While on tour through 1992 and 1993, Dodie wrote and produced “Voices of Broadway, Songs of Conscience and Hope” as a benefit for Broadway Cares/ Equity Fights Aids which features over 80 vocalists from many of Broadway’s biggest hit shows, including Phantom of the Opera, CATS, Miss Saigon, Showboat and Five Guys Named Moe.
After leaving “Phantom” in 1994, Dodie returned to her songwriting roots and traveled to Nashville to record her first CD entitled “Songs from the Journey” which was released on Landfill Records in the fall of ’95. Two US and three European singles were released and her video “The Flame” received airplay on Canada’s NCN and CMT Europe’s “Jammin’ Country”. In 1998, she recorded and released her second CD “Playin’ With the Boys”.
From 1998 to 2000 Dodie and Kevin appeared in the first National Touring Company of the Tony Award winning show “Titanic”. It was on that tour that she composed the music for “Dracula… The Covenant” which was co-authored by husband Kevin Gray. The demo CD of Dracula… the Covenant was recorded in New York during the spring and summer of 2000, after which the pair decided to mount their production.
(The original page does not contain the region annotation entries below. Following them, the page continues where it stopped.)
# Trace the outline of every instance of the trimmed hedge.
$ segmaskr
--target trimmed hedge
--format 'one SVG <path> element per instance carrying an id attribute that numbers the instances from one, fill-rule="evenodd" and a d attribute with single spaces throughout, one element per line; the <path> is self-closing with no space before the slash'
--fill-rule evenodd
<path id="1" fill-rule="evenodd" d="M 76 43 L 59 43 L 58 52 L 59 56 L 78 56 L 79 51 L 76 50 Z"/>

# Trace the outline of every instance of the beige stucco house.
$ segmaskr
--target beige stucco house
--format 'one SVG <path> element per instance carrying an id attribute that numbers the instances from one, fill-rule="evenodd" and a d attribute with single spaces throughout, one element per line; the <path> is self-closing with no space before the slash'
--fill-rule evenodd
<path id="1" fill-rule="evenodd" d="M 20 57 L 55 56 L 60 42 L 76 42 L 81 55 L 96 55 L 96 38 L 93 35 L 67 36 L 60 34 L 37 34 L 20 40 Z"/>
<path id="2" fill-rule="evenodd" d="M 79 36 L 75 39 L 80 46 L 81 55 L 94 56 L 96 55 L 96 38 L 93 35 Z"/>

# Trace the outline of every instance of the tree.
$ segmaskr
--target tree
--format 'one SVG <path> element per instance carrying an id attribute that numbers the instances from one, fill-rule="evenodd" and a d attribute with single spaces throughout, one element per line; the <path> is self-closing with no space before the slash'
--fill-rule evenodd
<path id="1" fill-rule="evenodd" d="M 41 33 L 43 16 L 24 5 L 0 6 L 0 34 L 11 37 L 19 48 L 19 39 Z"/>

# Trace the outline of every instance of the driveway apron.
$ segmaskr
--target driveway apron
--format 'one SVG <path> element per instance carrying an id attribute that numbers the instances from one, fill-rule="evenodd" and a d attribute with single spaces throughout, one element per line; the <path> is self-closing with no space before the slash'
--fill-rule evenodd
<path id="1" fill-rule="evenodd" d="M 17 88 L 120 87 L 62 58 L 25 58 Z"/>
Beginning with a concert reading in Westport, CT sponsored by the Westport Historical Society in October 2002, the show subsequently premiered at The Stonington Opera House, in Stonington, ME in July 2003.
In May 2004, Dodie was honored to receive a lifetime achievement award for “commitment to the arts and excellence in the field of dance” from the American Repertory Ballet and ARB’s Princeton Ballet School.
Dodie has recently been living in Connecticut and has worked locally as a teacher of voice and dance, as well as appearing in regional productions of “Footloose” “A Chorus Line” and “Singing in the Rain”.
From 2002-2004 she wrote 6 children’s musicals for MMM Productions in Greenwich CT. She also Produced Kevin’s sols CD Entitled “It’s My time to Shine” Subsequently she and Kevin wrote a children’s Musical Book entitled “A Frog’s Tale A Musical Fable”, Narrated and sung by Kevin. Other current projects include her third solo CD and a new Musical version of the classic “A Christmas Carol” written with Kevin.
Since Kevin’s untimely death in 2013, Dodie produced A memorial Cd in his Honor “Kevin Gray, Forever Always- Broadway’s Tribute CD” and has release two more solo CD’s “Long Road”, and “In my own Voice”. She is currently finishing up a cast recording of “Dracula… The Covenant”.